We were sitting in the tower room, me with my book, my mother with her needlepoint. I had been reading a Harold Robbins novel till my mother found it and took it away. I had dog-eared some of the sex scenes, marveling at how my thighs tingled from merely reading the printed words. Now I was reading a copy of Anaïs Nin I’d purloined from Adele.

“Maybe he was in the Green Berets, Mom. He could have seen women and children butchered.” I sighed dramatically.

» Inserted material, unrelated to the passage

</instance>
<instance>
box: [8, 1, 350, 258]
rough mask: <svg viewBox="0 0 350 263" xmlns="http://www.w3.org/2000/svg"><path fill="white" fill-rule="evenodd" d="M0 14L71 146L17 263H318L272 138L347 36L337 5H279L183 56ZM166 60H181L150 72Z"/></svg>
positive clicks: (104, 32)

“Even so,” said my mother. “He’s odd.”

Which was exactly what drew me to him. I had previously found him repugnant; now I was enthralled, as with the Indian woman and her store-bought cookies, her notions about the moon. Edward was odd, and his oddness held promise. Even Derek, who
was
my idol with his artistic vision and his noble sense of justice, had lost some of his luster to the taboo allure of Edward. While Derek might take peyote and find poetry, Edward, drug-free, saw demons.

My mother, who had given up on Dana’s moroseness, took longer and longer naps, and I was left mostly to myself. Soon, the summer would be winding down, and I would be back to my sophomore year. In two years, I would get my own school ring,
Virtute et Veritas
engraved around the edge. But for now, I was savoring the last of the August evenings, already heralded by a dented harvest moon.

It could have been a Friday or a Tuesday night. All the nights in summer bled together with little to distinguish them. Most of the family was out, including Dana, whose detention had expired. Even Adele had gone on a date, wantonly disloyal to her Italian as well as her husband, and I was left alone on the porch swing to contemplate a partially eclipsing moon. Above the shrill of crickets, I could hear the faint threads of a dance band at the yacht club. I pushed the swing back and forth, immersed in Anaïs Nin’s voluptuous self-exposure. Deep in the house, Edward was listening to Asian music in his own private reverie, facing his demons or casting them out. At one point, the music stopped, and I thought I heard him pacing, but no one came onto the porch, and when my solitude proved too unbearable, I went upstairs to my monk’s cell in the recesses of the fourth floor.